Theroux, Phyllis 1939-
THEROUX, Phyllis 1939-
PERSONAL: Born February 22, 1939, in San Francisco, CA; daughter of John deLafayette (in business) and Phyllis (in business; maiden name Hollins) Grissim; divorced; children: three. Education: Manhattanville College, B.A., 1961.
ADDRESSES: Home—3210 Northampton St. NW, Washington, DC 20015. Agent—Aaron Priest Agency, 150 East 35th St., New York, NY 10016.
CAREER: Writer. Has worked as a secretary, journalist, community activist, school teacher, and legal researcher. Washington, DC, elementary school teacher, 1989-93; NewsHour with Jim Lehrer, contributing essayist, 1992-96.

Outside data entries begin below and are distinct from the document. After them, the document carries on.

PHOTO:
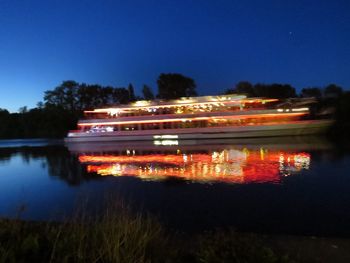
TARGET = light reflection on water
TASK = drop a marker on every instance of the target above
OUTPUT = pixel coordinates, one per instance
(229, 165)
(290, 185)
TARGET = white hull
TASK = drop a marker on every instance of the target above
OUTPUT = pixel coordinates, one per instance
(281, 129)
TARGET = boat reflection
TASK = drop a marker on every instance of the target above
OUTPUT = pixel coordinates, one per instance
(229, 163)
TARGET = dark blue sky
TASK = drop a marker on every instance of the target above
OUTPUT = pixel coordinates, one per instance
(217, 43)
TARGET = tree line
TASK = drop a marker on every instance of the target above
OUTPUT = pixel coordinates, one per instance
(64, 105)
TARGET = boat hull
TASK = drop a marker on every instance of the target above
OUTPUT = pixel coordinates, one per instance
(286, 129)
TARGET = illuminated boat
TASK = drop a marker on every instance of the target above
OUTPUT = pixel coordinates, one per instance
(207, 117)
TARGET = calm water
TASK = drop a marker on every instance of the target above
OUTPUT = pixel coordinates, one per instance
(298, 185)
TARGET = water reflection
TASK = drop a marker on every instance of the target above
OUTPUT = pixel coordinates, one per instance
(269, 161)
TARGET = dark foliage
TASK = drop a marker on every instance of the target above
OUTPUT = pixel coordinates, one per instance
(147, 93)
(279, 91)
(174, 86)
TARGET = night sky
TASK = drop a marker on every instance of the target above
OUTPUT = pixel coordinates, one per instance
(217, 43)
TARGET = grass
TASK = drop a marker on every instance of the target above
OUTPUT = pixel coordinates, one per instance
(120, 235)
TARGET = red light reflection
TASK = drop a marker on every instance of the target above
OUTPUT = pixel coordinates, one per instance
(229, 165)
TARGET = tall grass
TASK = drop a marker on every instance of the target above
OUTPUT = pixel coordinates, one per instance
(117, 236)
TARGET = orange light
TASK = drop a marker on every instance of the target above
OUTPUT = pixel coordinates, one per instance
(232, 166)
(240, 101)
(257, 116)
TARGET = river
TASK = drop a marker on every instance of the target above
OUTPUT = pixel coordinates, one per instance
(287, 185)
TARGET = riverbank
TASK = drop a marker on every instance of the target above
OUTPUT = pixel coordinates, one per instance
(120, 235)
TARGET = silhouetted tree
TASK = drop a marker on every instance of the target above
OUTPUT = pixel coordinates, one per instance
(64, 95)
(311, 92)
(173, 86)
(131, 92)
(278, 91)
(245, 87)
(147, 93)
(333, 91)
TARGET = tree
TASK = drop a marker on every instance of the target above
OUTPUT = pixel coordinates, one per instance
(147, 93)
(64, 95)
(333, 91)
(173, 86)
(278, 91)
(311, 92)
(245, 87)
(131, 92)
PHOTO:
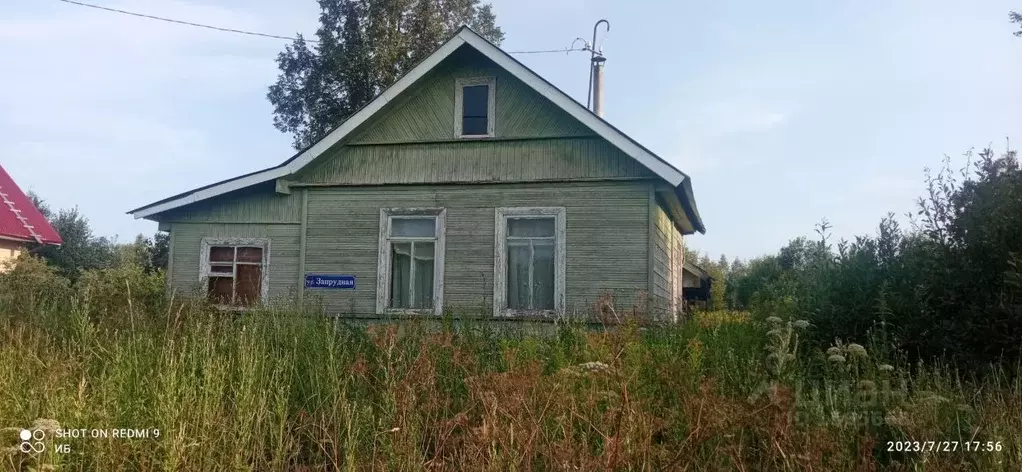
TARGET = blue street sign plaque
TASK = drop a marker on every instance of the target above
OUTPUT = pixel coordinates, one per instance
(330, 281)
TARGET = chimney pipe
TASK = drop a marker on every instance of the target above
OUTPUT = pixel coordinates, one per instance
(596, 72)
(598, 61)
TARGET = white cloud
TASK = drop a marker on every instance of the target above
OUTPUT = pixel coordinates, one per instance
(93, 116)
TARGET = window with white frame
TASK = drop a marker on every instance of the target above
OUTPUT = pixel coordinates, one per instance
(234, 272)
(411, 261)
(528, 261)
(474, 107)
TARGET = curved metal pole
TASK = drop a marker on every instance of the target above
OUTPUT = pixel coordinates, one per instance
(593, 51)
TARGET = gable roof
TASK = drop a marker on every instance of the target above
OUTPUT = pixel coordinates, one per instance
(464, 36)
(696, 270)
(19, 219)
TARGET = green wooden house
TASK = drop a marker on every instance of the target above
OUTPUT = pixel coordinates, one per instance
(471, 185)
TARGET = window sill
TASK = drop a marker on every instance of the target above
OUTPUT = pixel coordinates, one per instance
(234, 308)
(527, 314)
(409, 312)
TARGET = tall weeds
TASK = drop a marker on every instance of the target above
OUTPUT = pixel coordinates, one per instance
(278, 389)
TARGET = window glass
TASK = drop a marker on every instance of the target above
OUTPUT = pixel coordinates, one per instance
(229, 269)
(222, 253)
(413, 227)
(248, 283)
(423, 275)
(401, 273)
(412, 275)
(518, 262)
(475, 107)
(221, 290)
(543, 276)
(530, 276)
(530, 227)
(235, 275)
(249, 254)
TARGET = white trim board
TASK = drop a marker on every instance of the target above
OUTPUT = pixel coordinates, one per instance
(501, 217)
(383, 258)
(465, 36)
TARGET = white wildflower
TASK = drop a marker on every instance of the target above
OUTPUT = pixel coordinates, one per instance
(594, 367)
(867, 385)
(856, 349)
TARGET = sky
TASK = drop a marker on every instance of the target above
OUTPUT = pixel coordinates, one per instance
(782, 112)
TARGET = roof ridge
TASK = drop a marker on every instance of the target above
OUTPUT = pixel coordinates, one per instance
(17, 214)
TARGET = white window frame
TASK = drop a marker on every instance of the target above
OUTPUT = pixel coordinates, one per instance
(383, 268)
(500, 257)
(459, 98)
(205, 268)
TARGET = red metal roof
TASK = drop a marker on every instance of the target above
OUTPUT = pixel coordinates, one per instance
(19, 219)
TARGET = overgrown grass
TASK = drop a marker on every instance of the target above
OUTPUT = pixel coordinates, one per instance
(282, 390)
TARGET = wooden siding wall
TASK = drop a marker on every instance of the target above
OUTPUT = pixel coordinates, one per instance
(668, 253)
(284, 245)
(426, 111)
(525, 160)
(413, 140)
(606, 239)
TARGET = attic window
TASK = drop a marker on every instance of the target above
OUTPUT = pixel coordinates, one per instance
(474, 107)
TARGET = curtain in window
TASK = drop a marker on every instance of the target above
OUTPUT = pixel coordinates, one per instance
(423, 275)
(519, 258)
(530, 264)
(404, 279)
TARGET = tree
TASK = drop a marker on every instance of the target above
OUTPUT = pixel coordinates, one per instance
(81, 250)
(363, 47)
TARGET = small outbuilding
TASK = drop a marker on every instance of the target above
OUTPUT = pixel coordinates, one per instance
(21, 225)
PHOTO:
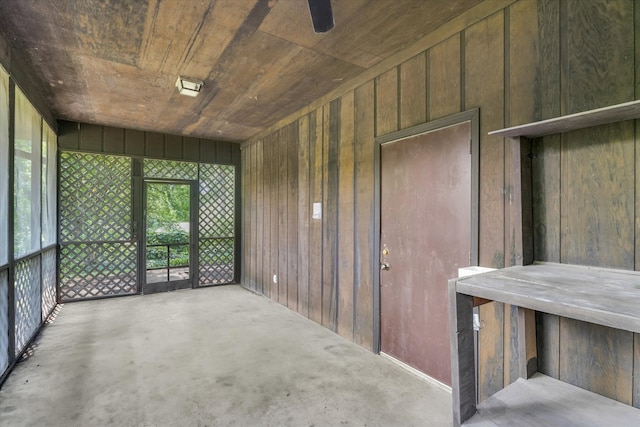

Founder of the nonprofit organization "Winners in Grade School," 1989, the Woodstock Project on Forgiveness consortium (with others), 1993, "Bridge Builders" study circles, 1994, "The Great American Portraits Program," 1997, Ashland Hanover Citizens for Responsible Growth (with others; and president), 1999, and the Nightwriters writers' workshop. Has been a guest lecturer and professor at several universities, colleges, and forums.
MEMBER: Authors Guild.
WRITINGS:
California and Other States of Grace: A Memoir, Morrow (New York, NY), 1980.
Peripheral Visions (autobiographical essays), Morrow (New York, NY), 1982.
Night Lights: Bedtime Stories for Parents in the Dark, Penguin Books (New York, NY), 1987.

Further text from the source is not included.